Copa
latín cuppa. Vaso para beber, formado por un cuenco redondo y un pie. Desde la antigüedad se emplean diferentes materiales y formas para su confección, desde la arcilla, 2 S 17, 28; hasta los metales preciosos, la c. de José era de plata, Gn 44, 2. De oro, las copas del rey Salomón, 1 R 10, 21; 2 Cro 9, 20. De oro y plata, las del Templo, Ex 25, 29; 37, 16; 1 R 7, 50;1 Cro 28, 17; 2 Cro 4, 22; Esd 1, 10; 8, 27; 1 M 1, 22. En sentido figurado, la c. designa el fin de los malvados, Sal 11 (10), 6; 75 (74), 9; o el destino favorable de los fieles a Yahvéh, Sal (15), 5; 23 (22), 5. En acción de gracias a Yahvéh, se alza la c. de salvación, rito judío y cristiano, Sal 116 (114-115), 13; 1 Co 10, 6. En los profetas es común la expresión la c., el cáliz de la ira divina, Is 51, 17; Jr 25, 15-17; 49, 12; Lm 4, 21; Ez 23, 31-34; Ha 2, 16; Ap 16.
Jesús habla de la c. que ha de beber la pasión, Mt 20, 22; Jn 18, 11; y les dice a Santiago, hijo de Zebedeo, y a su hermano Juan, que también la beberán, Mt 20, 23; Mc 10, 38-39; y ambos fueron mártires.
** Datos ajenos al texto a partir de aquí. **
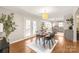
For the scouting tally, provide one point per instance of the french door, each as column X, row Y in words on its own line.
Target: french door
column 30, row 28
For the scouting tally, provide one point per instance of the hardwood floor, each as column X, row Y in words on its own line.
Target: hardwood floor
column 63, row 46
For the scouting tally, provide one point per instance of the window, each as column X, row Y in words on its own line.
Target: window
column 34, row 27
column 28, row 28
column 61, row 24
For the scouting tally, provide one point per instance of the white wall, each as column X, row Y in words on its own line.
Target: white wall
column 19, row 19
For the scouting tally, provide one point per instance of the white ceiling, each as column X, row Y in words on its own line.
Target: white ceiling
column 53, row 11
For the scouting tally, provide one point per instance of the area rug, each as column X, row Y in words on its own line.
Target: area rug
column 39, row 48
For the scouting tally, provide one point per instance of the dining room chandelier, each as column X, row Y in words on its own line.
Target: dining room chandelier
column 45, row 15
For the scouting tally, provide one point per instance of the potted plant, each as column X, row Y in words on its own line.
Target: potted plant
column 8, row 24
column 70, row 20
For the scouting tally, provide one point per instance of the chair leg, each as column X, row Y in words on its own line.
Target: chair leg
column 52, row 42
column 44, row 43
column 39, row 40
column 49, row 44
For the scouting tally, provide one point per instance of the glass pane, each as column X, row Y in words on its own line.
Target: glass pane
column 28, row 28
column 34, row 27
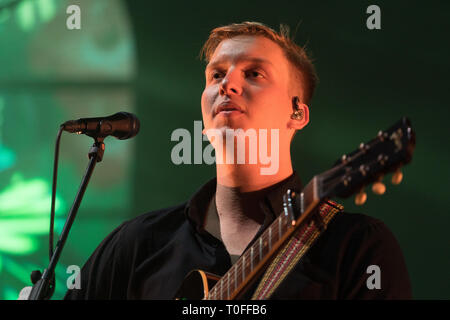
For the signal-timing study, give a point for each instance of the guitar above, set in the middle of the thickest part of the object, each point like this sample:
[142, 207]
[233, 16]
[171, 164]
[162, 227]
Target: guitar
[386, 153]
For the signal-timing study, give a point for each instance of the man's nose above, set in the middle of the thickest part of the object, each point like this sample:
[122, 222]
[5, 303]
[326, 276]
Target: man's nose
[230, 84]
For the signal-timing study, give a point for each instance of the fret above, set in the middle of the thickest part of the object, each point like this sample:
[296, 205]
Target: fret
[251, 259]
[243, 268]
[279, 228]
[235, 277]
[228, 286]
[270, 238]
[260, 248]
Jesús cuando instituyó la Eucaristía, en la última cena, tomó la c. de vino y pronunció las palabras “Ésta es mi sangre...”, Mt 24, 27-28; Mc 14, 23-24; Lc 22, 17-18; 1 Co 11, 25-27; rito éste que se repite en la santa misa diariamente. Ya en el huerto de los Olivos, Jesús le pide al Padre que aparte de él esa c., sin embargo le pide que se haga su voluntad, Mt 26, 39; Mc 14, 36; Lc 22, 42.